Although the members of the “super committee” have not been named it looks like Pennsylvania might play a critical role. Representative Allyson Schwartz (D-13) seems to be a top contender for one of the three Democratic House member positions.
The speculation around Representative Schwartz is justified. She is the second ranking Democrat on the Budget Committee, has a good relationship with House Minority Leader Nancy Pelosi and is well respected in the moderate circles of the Democratic Party.
The other Pennsylvanian who might get tapped for a spot on the “super committee” is Senator Pat Toomey. During the debt ceiling negotiations Toomey raised his profile by fiercely advocating for serious austerity measures. When the deal was finally reached Toomey was one of the 26 Senators to vote against it; citing that it did not deal with long term spending problems. He was also named by the Washington Post as a possible pick.
Last week during a segment of Greta Van Susteren’s television show Toomey said he, “would be delighted to serve on the committee…and intends to ask to be considered.”
Toomey has reasons to be hopeful – his experience in the private sector is a plus for the GOP. On top of that, if Senate Minority Leader Mitch McConnell chooses Toomey it will appeal to tea party activists and could help leadership seem more inclusive of the large GOP freshman class.
One GOP insider close to Toomey thinks it’s in the realm of possibility.

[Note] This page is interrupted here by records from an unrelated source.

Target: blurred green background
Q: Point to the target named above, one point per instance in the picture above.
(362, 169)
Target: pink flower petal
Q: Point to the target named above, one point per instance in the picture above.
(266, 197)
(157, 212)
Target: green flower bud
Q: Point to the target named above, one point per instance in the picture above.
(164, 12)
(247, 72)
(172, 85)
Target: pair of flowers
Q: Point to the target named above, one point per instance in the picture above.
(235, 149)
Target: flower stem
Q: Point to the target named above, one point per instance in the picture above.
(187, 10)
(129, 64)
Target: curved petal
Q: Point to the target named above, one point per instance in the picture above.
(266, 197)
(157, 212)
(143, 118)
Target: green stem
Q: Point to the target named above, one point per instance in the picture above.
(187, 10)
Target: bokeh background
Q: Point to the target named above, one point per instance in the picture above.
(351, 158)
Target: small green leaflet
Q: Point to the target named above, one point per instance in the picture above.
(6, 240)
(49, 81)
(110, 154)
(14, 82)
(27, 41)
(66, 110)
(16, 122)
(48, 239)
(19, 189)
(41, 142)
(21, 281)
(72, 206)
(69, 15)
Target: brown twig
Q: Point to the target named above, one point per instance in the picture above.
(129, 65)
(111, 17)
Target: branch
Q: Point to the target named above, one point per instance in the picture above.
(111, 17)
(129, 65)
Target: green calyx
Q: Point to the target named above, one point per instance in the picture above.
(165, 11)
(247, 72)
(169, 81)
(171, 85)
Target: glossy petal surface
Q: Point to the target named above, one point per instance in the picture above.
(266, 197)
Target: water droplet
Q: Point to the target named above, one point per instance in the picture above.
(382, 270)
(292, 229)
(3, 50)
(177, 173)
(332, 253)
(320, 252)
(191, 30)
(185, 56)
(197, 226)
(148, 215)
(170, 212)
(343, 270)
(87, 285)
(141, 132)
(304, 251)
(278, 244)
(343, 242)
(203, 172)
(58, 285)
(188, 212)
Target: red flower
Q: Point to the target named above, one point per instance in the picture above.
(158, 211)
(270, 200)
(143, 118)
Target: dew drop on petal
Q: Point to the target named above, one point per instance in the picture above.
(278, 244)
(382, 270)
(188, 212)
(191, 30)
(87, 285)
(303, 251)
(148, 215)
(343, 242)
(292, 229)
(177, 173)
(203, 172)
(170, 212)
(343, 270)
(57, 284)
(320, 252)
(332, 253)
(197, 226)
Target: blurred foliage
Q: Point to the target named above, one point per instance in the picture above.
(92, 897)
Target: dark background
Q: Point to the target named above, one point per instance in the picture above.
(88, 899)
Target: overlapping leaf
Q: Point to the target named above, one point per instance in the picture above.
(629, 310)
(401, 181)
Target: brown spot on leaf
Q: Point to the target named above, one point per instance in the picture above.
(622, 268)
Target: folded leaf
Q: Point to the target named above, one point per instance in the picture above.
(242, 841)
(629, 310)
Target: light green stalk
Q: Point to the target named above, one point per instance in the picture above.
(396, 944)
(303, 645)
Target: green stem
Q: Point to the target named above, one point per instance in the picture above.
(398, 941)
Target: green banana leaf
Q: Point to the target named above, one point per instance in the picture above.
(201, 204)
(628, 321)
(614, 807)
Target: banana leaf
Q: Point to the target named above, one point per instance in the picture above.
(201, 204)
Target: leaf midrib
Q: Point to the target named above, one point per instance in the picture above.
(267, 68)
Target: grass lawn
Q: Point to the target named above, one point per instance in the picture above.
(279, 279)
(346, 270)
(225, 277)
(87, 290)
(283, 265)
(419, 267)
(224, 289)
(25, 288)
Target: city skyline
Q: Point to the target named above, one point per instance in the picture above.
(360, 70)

“He’s smart on the issues and he’s not up for election for 5 years. [Committee members are] supposed to be Senior Committee Chairs, etc. But you have guys like [Sen. Orrin] Hatch who I’m sure doesn’t want to be on, as there will be lots of controversial calls and his potential primary opponent will throw stones no matter what.”
Neither Schwartz nor Toomey’s office responded to requests for comment, which comes as little surprise as everyone in Washington is keeping their strategy close to the vest on this one.
Keegan Gibson contributed to this report.